During the question and answer period, McGrath explained that Dave Wilson voices his loudspeakers in the company's five different listening rooms. These include rooms designed to emulate European rooms, as well as overly damped and overly live environments. He also uses many amplifiers, ranging from solid state to tube, and enough different cabling to keep many a silver mine in production. The final stage of voicing, which entails fine adjustments in the crossover, is perhaps the most critical phase in the completion of the loudspeaker's design. The goal is to produce a speaker that will function well in a wide range of environments, and in diverse company.
"Loudspeakers are only as good as the person who sets them up," said McGrath. "Given the complicated acoustic interactions between loudspeakers and their environment, it's essential to find the acoustical demons and slay them. This is why all Wilson loudspeakers are sold by trained dealers who travel to your home and take the time to set them up properly. As a retailer of 26 years, I feel it important to work with dealers whose decisions you can trust."
McGrath may have achieved fame for his classical recordings, but he also came equipped with "Come Home" from Ryan Adams' latest album, Tom Jones singing "The Tower of Song" wonderfully at age 72, and Amon Tobin's "Piece of Paper" (a Stephen Mejias favorite). As sensational as some of these sounded through Boulder's 860 stereo amplifier and 810 linestage; dCS's Vivaldi DAC, Paganini transport, and Scarlatti clock, all connected to Shunyata Research'a Hydra AV power distributor; and a combination of Shunyata, Transparent, and Synergistic Research cabling - Mc Grath loves Transparent's extremely neutral, full-range USB cable, as well as the company's other products - it was the contrast between his own live, 88.2/24 recording of a baroque tango ensemble from Buenos Aires and Keith O. Johnson's recording of Virgil Fox in Grace Cathedral that best brought home the Sasha 2/Boulder/dCS combo's ability to convey both high treble delicacy and growling brute bass with equal aplomb. The bass was, in a word, as fabulous as the absolutely seamless transition from the piano's lowest notes to highest tinkles.
In Music Lovers' bigger home theatre room, the gorgeous Wilson Alexias (above, $48,500/pair through June 1) kept company with Boulder's 2160 class-A stereo amplifier, 2110 preamplifier, 1021 CD player/network streamer (which, alas, does not currently play DSD), and Shunyata cabling. Oh my. Not only was the sound of the electronics significantly more transparent and liquid, but the Alexia's higher resolution also produced far greater dynamic contrasts on the same material played in the admittedly post-flood handicapped Sasha 2 room.

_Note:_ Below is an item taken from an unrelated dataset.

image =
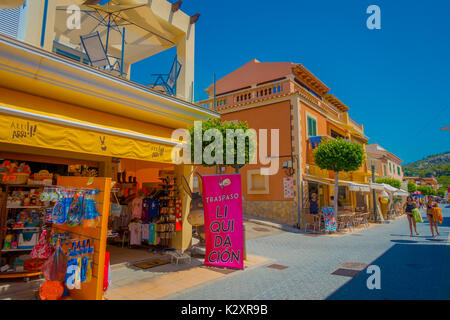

I was impressed by the remarkable and truthful range of harmonics and overtones on Benjamin Grosvenor's piano (as recorded in high-res by McGrath). "Fabulous bass, highs, space . . . everything," I scribbled when listening to "Drunk in Love" from Beyoncé's newest album. Further listens to a jazz track from Tomas Stanko's Wislawa, Pierre Boulez's recording of Mahler Symphony 3, and Paavo Järvi's recording of Stravinsky's L'Histoire du Soldat further confirmed that, of all the loudspeakers I've heard, the Alexia's ability to communicate air and space around instruments and voices is second to none. Thanks to the superb set-up skills of Hugh Fountain at Music Lovers Audio, it was, by far, the most convincing demo of the Alexias I've ever attended.